Kirche St. Wolfgang - St. Wolfgang

Wallfahrtskirche St. Wolfgang

Die wunderschön auf einer Anhöhe gelegene Kirche im kleinen Ort St. Wolfgang gehörte früher wie Rabenden auch zur Pfarrei Truchtlaching und wurde vom Kloster Baumburg aus betreut. Vom Kirchhof hat man nach wie vor einen herrlichen Blick in die Berge.
Früher war die St. Wolfgangskirche eine vielbesuchte Pilgerstation auf dem Wallfahrtsweg von Regensburg nach St. Wolfgang am Abersee (heutiger Wolfgang-See, Österreich).
Die Kirche wurde durch Chiemseebischof Englmar am 1. März 1404 geweiht.
Chor, Langhaus und Sakristei sind gotisch, der Turm wahrscheinlich noch aus romanischer Zeit.
Die innere Ausstattung ist aus der Barockzeit mit schönen Stuckdekorationen um 1720, ebenso die aus Stuck geformten Steitenaltäre, Antonius und Elisabeth von Portugal.
Links vom Hochaltar steht auf barockem Sockel eine gotische höchst wertvolle Pieta - im sogenannten weichen Stil der schönen Madonnen - aus Steinguß. Rechts gegenüber auf gleichem Sockel eine hervorragende barocke Darstellung der freudenreichen Maria mit der Geisttaube auf ihrer Brust. Diese Holzfigur ist von geradezu mystischer Verzücktheit.
Im Mittelpunkt steht der barocke Hochaltar mit dem hl. Wolfgang. In der rechten Hand hält er ein Beil und ein Kirchenmodell und in der linken den Bischofsstab. Der hl. Rupert mit dem Salzfass und der hl. Erasmus stehen ihm zur Seite.
Hinten an der Emporenbrüstung finden sich 4 Legendenbilder über den hl. Wolfgang:

1.) Wie der Heilige mit seinem Rücken dem Felsberg standhält, den der Teufel auf ihn stürzen will.
2.) Der Heilige wirft sein Beil, wo es hinfällt errichtet er die Kirche.
3.) Der Teufel muss dem Heiligen beim Kirchenbau helfen mit der Auflage, dass er die Seele des ersten Pilgers bekommt.
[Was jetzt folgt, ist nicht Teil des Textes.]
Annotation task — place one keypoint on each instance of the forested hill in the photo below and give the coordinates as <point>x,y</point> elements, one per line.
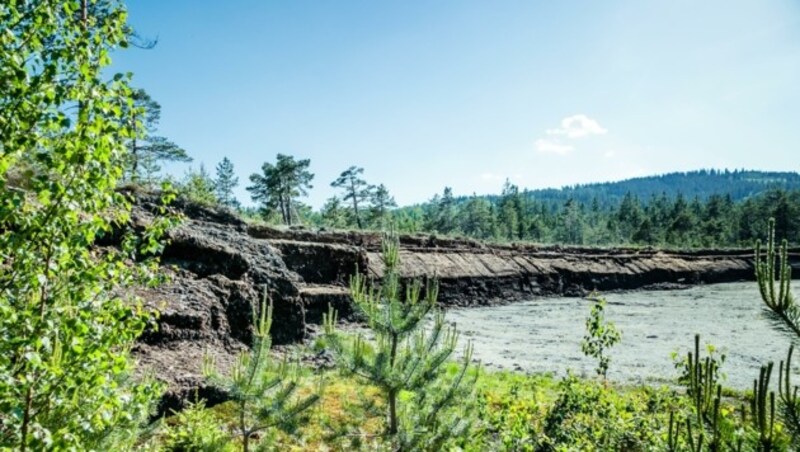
<point>739,184</point>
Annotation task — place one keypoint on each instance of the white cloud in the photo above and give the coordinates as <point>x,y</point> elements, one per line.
<point>578,126</point>
<point>549,146</point>
<point>491,176</point>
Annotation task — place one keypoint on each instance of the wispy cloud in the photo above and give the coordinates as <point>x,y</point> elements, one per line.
<point>578,126</point>
<point>549,146</point>
<point>558,140</point>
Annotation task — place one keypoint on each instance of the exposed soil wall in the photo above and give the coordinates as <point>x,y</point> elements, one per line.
<point>219,267</point>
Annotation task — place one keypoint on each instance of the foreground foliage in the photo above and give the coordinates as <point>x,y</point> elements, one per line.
<point>405,362</point>
<point>66,325</point>
<point>262,391</point>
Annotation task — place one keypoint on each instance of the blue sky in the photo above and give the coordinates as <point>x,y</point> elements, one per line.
<point>428,94</point>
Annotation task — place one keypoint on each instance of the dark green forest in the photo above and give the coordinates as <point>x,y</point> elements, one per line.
<point>706,208</point>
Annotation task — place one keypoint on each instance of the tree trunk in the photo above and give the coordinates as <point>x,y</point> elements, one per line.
<point>355,203</point>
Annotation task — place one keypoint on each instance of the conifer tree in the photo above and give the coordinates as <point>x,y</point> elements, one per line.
<point>600,336</point>
<point>381,202</point>
<point>279,184</point>
<point>199,187</point>
<point>356,190</point>
<point>225,182</point>
<point>333,214</point>
<point>262,390</point>
<point>146,149</point>
<point>404,358</point>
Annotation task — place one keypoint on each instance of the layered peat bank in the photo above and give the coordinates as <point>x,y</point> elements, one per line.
<point>220,267</point>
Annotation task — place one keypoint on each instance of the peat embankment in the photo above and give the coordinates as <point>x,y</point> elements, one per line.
<point>220,267</point>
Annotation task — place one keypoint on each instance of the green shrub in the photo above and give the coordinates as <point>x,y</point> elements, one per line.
<point>195,429</point>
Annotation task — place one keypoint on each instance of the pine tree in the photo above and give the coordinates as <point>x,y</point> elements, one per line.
<point>333,214</point>
<point>225,182</point>
<point>404,358</point>
<point>262,390</point>
<point>198,186</point>
<point>278,185</point>
<point>381,203</point>
<point>146,149</point>
<point>356,190</point>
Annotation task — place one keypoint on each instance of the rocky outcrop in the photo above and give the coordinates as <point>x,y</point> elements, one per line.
<point>216,276</point>
<point>219,267</point>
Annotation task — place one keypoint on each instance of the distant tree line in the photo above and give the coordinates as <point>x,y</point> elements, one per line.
<point>660,220</point>
<point>666,219</point>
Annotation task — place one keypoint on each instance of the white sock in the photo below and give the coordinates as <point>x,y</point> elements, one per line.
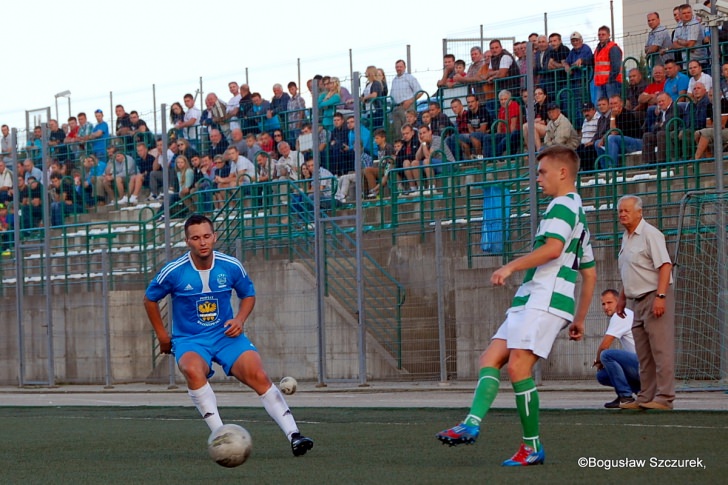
<point>206,403</point>
<point>277,408</point>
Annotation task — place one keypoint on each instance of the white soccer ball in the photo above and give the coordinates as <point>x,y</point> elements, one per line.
<point>230,445</point>
<point>288,385</point>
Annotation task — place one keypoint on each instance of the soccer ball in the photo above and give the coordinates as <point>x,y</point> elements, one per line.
<point>288,385</point>
<point>230,445</point>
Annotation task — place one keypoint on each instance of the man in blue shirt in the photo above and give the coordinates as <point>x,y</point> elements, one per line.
<point>577,65</point>
<point>205,330</point>
<point>676,83</point>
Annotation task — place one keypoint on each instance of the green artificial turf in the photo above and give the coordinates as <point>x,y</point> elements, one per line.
<point>131,445</point>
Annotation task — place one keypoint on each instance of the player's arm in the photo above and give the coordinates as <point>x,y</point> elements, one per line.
<point>621,304</point>
<point>551,250</point>
<point>589,281</point>
<point>155,317</point>
<point>606,343</point>
<point>235,326</point>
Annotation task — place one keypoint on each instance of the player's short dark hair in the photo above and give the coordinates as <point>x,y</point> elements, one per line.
<point>196,219</point>
<point>564,154</point>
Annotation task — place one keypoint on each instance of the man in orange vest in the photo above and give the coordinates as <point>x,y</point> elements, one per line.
<point>607,66</point>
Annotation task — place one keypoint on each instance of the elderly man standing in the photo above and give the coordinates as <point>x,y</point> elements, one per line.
<point>659,41</point>
<point>607,65</point>
<point>646,271</point>
<point>405,91</point>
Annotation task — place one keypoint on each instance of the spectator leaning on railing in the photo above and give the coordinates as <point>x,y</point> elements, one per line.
<point>607,65</point>
<point>405,91</point>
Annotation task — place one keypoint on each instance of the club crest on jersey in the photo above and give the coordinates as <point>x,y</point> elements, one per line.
<point>208,311</point>
<point>221,280</point>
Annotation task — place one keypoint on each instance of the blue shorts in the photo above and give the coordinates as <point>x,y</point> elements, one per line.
<point>218,348</point>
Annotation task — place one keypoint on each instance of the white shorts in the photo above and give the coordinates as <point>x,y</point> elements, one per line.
<point>531,329</point>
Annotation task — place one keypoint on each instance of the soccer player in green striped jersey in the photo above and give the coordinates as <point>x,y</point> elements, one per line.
<point>543,305</point>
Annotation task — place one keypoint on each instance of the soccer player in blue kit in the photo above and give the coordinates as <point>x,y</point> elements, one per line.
<point>205,330</point>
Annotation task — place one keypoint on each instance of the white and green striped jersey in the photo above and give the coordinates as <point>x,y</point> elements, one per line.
<point>550,287</point>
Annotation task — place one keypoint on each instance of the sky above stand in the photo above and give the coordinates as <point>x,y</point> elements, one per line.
<point>142,54</point>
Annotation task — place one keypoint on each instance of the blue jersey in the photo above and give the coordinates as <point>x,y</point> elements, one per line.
<point>201,299</point>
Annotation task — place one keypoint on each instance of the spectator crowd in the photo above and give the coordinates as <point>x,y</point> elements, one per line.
<point>583,98</point>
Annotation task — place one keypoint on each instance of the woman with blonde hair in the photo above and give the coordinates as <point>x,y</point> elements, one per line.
<point>373,105</point>
<point>328,100</point>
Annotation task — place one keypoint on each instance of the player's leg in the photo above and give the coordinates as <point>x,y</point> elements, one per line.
<point>520,365</point>
<point>491,361</point>
<point>531,335</point>
<point>195,370</point>
<point>248,369</point>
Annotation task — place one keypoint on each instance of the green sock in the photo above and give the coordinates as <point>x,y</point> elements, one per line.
<point>527,404</point>
<point>485,393</point>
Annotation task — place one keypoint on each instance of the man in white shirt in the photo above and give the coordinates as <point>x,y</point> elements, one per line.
<point>405,91</point>
<point>233,106</point>
<point>617,368</point>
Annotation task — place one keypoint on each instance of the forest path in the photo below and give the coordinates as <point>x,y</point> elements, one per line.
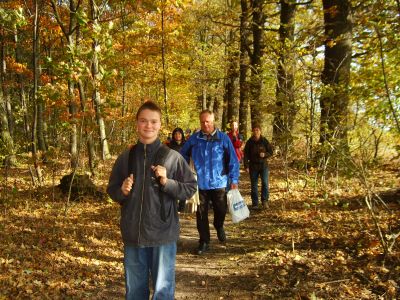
<point>304,246</point>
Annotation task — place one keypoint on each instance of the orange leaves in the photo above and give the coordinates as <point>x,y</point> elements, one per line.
<point>16,67</point>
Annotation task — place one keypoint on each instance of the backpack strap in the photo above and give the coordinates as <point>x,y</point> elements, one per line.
<point>161,157</point>
<point>131,160</point>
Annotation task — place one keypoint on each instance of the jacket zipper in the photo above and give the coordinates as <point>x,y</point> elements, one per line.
<point>141,204</point>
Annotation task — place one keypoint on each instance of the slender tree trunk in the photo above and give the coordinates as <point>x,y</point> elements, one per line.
<point>68,32</point>
<point>98,103</point>
<point>336,74</point>
<point>22,95</point>
<point>6,137</point>
<point>243,69</point>
<point>88,133</point>
<point>388,93</point>
<point>35,92</point>
<point>124,103</point>
<point>285,100</point>
<point>256,102</point>
<point>163,63</point>
<point>232,105</point>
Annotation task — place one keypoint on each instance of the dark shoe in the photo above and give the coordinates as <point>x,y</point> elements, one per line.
<point>221,234</point>
<point>254,207</point>
<point>203,247</point>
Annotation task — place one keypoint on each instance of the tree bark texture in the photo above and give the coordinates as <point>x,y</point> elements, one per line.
<point>255,61</point>
<point>336,74</point>
<point>285,100</point>
<point>232,105</point>
<point>96,97</point>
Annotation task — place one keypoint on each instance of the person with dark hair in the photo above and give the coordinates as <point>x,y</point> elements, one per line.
<point>146,180</point>
<point>177,139</point>
<point>217,169</point>
<point>176,143</point>
<point>236,139</point>
<point>256,153</point>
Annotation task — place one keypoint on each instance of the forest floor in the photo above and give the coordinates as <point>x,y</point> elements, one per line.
<point>308,244</point>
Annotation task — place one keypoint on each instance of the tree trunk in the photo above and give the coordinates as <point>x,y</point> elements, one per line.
<point>163,63</point>
<point>336,74</point>
<point>87,125</point>
<point>72,107</point>
<point>35,55</point>
<point>285,101</point>
<point>243,69</point>
<point>96,92</point>
<point>255,62</point>
<point>232,108</point>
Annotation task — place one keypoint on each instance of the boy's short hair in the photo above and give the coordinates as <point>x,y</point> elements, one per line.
<point>150,105</point>
<point>206,111</point>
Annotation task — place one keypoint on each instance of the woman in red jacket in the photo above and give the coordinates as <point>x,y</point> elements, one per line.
<point>236,140</point>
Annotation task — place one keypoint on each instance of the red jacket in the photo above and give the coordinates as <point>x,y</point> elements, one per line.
<point>237,144</point>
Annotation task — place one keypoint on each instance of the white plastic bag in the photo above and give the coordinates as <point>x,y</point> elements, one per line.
<point>237,206</point>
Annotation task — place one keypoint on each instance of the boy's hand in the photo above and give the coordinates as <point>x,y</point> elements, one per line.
<point>161,173</point>
<point>127,185</point>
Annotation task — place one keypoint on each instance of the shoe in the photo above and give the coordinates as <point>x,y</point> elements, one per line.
<point>221,234</point>
<point>254,207</point>
<point>203,247</point>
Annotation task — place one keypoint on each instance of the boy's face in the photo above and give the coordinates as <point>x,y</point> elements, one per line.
<point>148,125</point>
<point>177,136</point>
<point>207,123</point>
<point>257,133</point>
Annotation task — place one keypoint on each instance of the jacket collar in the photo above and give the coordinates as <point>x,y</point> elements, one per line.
<point>150,147</point>
<point>212,137</point>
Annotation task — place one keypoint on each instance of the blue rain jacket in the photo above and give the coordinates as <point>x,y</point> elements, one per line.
<point>214,159</point>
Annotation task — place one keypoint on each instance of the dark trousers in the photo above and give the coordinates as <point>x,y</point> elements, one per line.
<point>255,173</point>
<point>220,206</point>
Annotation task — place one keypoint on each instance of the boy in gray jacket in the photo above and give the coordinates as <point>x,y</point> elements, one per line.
<point>149,219</point>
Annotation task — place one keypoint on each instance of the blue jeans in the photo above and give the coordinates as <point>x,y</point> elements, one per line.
<point>159,263</point>
<point>263,174</point>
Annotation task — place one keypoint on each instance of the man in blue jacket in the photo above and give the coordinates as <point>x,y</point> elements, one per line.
<point>217,169</point>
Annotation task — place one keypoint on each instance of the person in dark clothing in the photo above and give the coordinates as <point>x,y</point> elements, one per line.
<point>217,169</point>
<point>176,143</point>
<point>256,153</point>
<point>147,193</point>
<point>177,140</point>
<point>236,139</point>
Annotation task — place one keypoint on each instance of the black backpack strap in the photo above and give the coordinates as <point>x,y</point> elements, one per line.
<point>160,158</point>
<point>131,160</point>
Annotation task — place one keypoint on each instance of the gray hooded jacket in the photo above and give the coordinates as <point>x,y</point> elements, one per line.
<point>141,223</point>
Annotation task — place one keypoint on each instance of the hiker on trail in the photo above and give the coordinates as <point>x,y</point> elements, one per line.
<point>176,143</point>
<point>236,140</point>
<point>146,180</point>
<point>188,133</point>
<point>256,153</point>
<point>217,169</point>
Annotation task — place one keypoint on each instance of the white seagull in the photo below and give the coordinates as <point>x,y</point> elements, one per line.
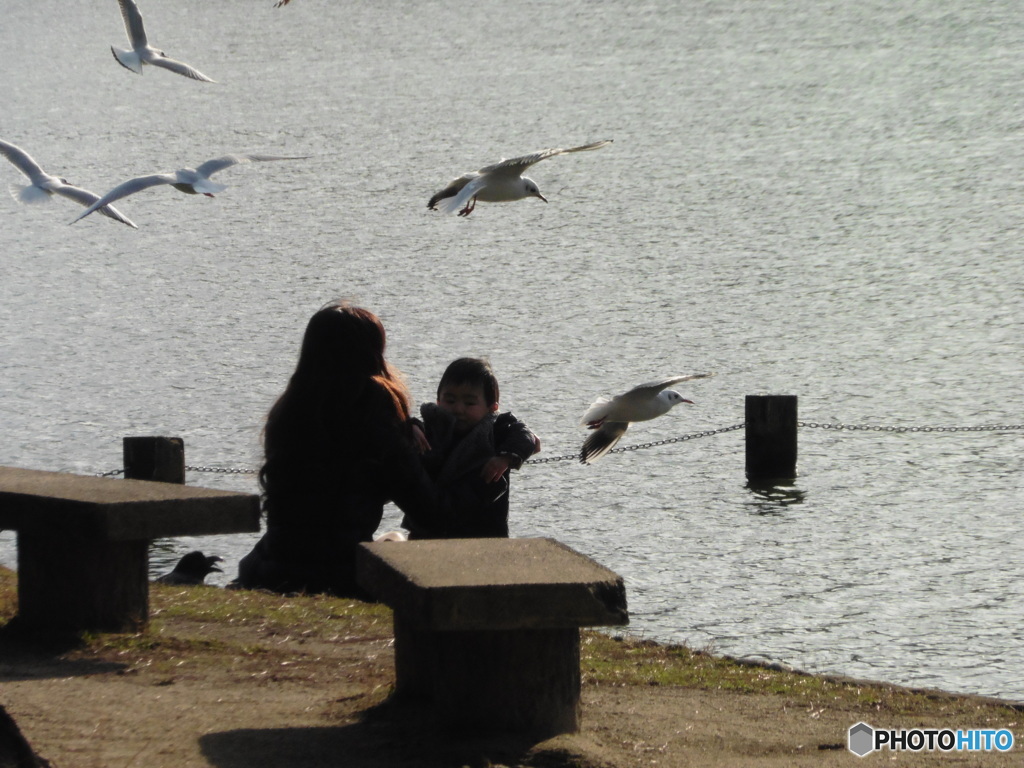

Auf einem Votivbild im Kirchenraum wird dargestellt, wie ein Wolf mit Pilgerkleid als erster zur Kirche kommt. Der betrogene Teufel zerreißt diesen voller Wut, weil er um die versprochene Seele gebracht wurde.
4.) Der hl. Wolfgang stößt mit seinem Stab an einen Felsen, um seinen durstigen Begleiter zu tränken.
In der Kirche vor dem Presbyterium ist am Boden ein sog. "Schlupfstein" (Gletscherschliff). Der hl. Wolfgang soll auf seiner Reise hier bei einer Rast seinen Fußabdruck hinterlassen haben. Auf der Frontseite der 3-seitigen Brüstung über diesem Stein steht in barocker Formulierung:"Wahrer Ort und Merkhmal so allhier H. Bischoff Wolffgangus in einer Druchreiß bey genohmener Rasst in den Stein als ein Zeichen unterlassen hat.
Die Volksfrömmigkeit deutet diesen vorgefundenen Stein in der Legende folgendermaßen: Gott hat das Wunder gewirkt, dass der Fels nachgegeben hat, damit der Heilige bequem rasten konnte. Heute können wir sagen, dass der Heilige durch seine Tätigkeiten im Volksbewußtsein Spuren hinterlassen hat - er war eine eindrucksvolle Persönlichkeit.
Auch wenn die Wallfahrt nach St. Wolfgang fast erloschen ist, so erwacht sie am Pfingstmontag für einen Tag zu neuem Leben. Seit 1675 kommen treu alljährlich Fußwallfahrer aus der Pfarrei Aschau am Inn (1675 Gelöbnis wegen Viehseuche) und seit einigen Jahren auch wieder Wallfahrer aus Überacker (Österreich), östlich der Salzach.
Innen- und Außenrenovierung in den Jahren 1984-1988.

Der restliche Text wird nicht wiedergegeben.